Source linked

Edge Prompt recorta 99.9 tokens por llamada sin sacrificar la calidad del LLM

Un nuevo tubo de destilación llamado SPSD comprime el flujo social de las solicitudes de usuario en el dispositivo, ahorrando 99,9 tokens por llamada y reduciendo la energía en 70-270 uWh mientras se ajusta a la calidad de respuesta cruda.

spsdllm inferenceedge computingprompt compressiongemma 2 2b instructllama 3 1 8b instruct

Compressing conversational fluff like "I hope you're doing well" from LLM prompts saves 99.9 tokens per call without hurting response quality, according to the paper "Closing the Social-Semantic Gap: SPSD for Edge-Based Prompt Compression in Cloud LLM Inference."

The Social-Semantic Gap Costs Real Energy

Every chat bot prelude with polite preamble, apologetic framing, or repetition adds tokens that carry near-zero marginal information for machine reasoning. The authors call this the Social-Semantic Gap, and it is a real line item on cloud inference bills. For consumer-facing LLM apps, the prefill stage eats significant energy. SPSD (Sentiment Preserving Semantic Distillation) slashes that waste at the edge before transmission.

How SPSD Works and What It Achieves

SPSD runs a 4-bit quantised Small Language Model (Gemma-2-2B-Instruct with Q4_K_M) on the user's device to distill the prompt, then sends the compressed version to a cloud Llama-3.1-8B-Instruct. In a 248-prompt corpus, all 146 distilled calls produced positive savings, with a mean of 99.9 input tokens saved per call. That matters for latency and cost.
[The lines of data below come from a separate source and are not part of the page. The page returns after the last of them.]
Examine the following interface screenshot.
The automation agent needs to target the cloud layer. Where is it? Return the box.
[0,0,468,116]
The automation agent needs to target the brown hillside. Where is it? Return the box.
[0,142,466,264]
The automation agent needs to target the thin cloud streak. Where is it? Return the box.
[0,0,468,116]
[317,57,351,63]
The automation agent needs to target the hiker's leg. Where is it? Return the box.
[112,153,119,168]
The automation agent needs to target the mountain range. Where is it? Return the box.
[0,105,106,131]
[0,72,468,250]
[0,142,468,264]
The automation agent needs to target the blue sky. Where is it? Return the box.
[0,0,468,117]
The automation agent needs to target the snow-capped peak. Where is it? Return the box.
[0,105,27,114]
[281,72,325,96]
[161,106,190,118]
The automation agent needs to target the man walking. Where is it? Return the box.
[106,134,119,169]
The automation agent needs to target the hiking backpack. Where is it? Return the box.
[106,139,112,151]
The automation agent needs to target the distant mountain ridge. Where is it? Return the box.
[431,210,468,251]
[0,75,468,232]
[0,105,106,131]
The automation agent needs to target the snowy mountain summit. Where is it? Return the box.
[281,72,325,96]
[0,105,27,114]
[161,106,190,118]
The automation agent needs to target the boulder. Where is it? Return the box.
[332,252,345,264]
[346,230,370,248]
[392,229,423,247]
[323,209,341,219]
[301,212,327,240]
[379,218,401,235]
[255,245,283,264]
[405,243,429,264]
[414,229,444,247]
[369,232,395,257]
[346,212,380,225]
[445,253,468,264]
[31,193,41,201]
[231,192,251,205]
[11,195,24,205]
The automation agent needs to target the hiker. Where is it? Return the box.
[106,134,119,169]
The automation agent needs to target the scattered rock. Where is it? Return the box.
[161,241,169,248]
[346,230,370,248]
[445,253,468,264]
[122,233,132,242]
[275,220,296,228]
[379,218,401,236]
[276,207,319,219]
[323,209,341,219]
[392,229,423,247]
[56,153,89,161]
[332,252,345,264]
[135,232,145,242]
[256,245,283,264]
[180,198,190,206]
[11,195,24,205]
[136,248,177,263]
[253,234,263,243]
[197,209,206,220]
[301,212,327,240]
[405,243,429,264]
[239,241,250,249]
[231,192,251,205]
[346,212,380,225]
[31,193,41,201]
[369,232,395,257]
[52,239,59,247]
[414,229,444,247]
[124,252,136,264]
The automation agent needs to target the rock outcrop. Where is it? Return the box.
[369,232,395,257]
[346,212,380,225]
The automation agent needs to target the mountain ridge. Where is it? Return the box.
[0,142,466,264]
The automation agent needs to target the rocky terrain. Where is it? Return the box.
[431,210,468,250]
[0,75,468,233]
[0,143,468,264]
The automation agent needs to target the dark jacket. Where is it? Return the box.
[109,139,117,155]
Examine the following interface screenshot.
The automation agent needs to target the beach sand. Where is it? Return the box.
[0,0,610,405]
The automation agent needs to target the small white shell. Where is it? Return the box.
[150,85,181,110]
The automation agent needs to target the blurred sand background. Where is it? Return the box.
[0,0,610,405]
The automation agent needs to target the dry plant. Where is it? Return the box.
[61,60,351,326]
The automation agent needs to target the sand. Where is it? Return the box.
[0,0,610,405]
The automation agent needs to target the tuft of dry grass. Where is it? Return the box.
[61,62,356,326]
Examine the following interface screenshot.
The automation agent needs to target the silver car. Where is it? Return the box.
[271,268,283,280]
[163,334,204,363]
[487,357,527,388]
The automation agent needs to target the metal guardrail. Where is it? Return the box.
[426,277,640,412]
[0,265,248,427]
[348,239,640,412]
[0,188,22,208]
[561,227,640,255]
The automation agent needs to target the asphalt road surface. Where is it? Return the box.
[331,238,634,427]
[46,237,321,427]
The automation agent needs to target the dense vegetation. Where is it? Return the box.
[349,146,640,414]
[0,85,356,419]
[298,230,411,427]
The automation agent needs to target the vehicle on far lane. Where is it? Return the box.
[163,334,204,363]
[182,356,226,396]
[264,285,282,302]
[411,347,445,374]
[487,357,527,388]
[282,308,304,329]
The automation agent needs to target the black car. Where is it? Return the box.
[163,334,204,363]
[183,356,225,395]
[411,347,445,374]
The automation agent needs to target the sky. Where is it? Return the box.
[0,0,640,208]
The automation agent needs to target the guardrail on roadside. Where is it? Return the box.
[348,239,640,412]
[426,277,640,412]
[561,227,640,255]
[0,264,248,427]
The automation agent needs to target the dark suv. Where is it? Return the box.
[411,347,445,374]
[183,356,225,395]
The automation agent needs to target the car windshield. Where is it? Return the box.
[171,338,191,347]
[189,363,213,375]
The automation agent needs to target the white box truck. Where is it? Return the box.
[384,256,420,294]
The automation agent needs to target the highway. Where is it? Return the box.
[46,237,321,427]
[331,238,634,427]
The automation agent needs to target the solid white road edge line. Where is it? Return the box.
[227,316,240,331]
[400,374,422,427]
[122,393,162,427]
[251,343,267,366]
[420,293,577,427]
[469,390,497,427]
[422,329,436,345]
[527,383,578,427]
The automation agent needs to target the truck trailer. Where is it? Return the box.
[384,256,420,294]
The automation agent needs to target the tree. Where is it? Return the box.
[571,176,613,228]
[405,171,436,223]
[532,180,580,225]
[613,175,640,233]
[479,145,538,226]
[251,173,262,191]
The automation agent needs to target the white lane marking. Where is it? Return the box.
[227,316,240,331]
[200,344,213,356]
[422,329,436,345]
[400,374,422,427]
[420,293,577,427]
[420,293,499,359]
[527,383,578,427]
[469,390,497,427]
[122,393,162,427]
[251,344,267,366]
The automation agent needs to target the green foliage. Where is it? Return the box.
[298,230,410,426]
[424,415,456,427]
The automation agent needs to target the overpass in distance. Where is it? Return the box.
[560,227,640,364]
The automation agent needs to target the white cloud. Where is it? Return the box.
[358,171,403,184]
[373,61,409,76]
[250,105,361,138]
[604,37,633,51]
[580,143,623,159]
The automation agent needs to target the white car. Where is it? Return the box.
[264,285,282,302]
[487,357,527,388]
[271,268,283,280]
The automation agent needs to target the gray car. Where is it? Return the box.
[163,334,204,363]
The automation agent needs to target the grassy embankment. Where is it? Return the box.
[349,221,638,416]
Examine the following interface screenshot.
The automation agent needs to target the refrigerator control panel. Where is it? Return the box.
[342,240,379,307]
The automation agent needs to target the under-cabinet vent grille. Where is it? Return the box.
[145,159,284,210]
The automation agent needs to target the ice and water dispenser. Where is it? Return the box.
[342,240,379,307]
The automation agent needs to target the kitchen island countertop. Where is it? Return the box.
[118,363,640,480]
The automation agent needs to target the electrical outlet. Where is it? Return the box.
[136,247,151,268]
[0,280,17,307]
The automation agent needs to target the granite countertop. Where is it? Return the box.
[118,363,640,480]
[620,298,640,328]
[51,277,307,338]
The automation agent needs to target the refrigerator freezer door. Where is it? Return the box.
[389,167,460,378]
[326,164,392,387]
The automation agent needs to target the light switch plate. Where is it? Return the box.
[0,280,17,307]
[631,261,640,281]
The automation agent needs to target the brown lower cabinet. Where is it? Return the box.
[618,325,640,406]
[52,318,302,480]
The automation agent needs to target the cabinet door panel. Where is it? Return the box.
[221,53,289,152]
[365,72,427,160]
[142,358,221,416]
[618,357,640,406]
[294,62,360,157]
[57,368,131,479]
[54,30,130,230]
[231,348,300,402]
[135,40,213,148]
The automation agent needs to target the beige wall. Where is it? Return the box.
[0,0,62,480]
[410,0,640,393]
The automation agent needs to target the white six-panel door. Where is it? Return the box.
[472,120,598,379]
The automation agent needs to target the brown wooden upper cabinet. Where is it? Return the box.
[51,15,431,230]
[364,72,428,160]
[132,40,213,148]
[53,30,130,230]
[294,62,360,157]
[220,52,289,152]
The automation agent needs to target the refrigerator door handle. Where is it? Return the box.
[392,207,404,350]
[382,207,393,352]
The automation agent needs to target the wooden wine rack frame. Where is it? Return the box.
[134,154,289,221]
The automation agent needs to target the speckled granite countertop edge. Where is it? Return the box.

Response quality was measured by a blind LLM-as-judge on a 15-point rubric. The judge awarded 43 percent ties, 28 percent wins for the distilled path, and 29 percent wins for the raw path. Within a pre-specified non-inferiority margin of 1 point, SPSD is statistically no worse than the full prompt. Cosine similarity hits a median of 0.712, with 54.1 percent of pairs above the 0.70 reference threshold. Mixed, but acceptable for non-critical applications.

Energy and Safety

Per-call net energy saving is estimated at 70 to 270 uWh, depending on prompt complexity and device model. Those numbers add up across millions of interactions. Safety-critical domains get conservatively routed to passthrough via rule-based gates, ensuring no compression-induced hallucinations for sensitive requests.

A practical edge distillation pipeline that cuts token cost by ~100 tokens per call while preserving response quality is ready for real-world deployment. The next question is whether device-side SLMs can run on today's mobile hardware without noticeable battery drain.


Source: Closing the Social-Semantic Gap: SPSD for Edge-Based Prompt Compression in Cloud LLM Inference
Domain: arxiv.org

Read original source ->

External source stays available while the OJO article and comment thread stay local.

Comments load interactively on the live page.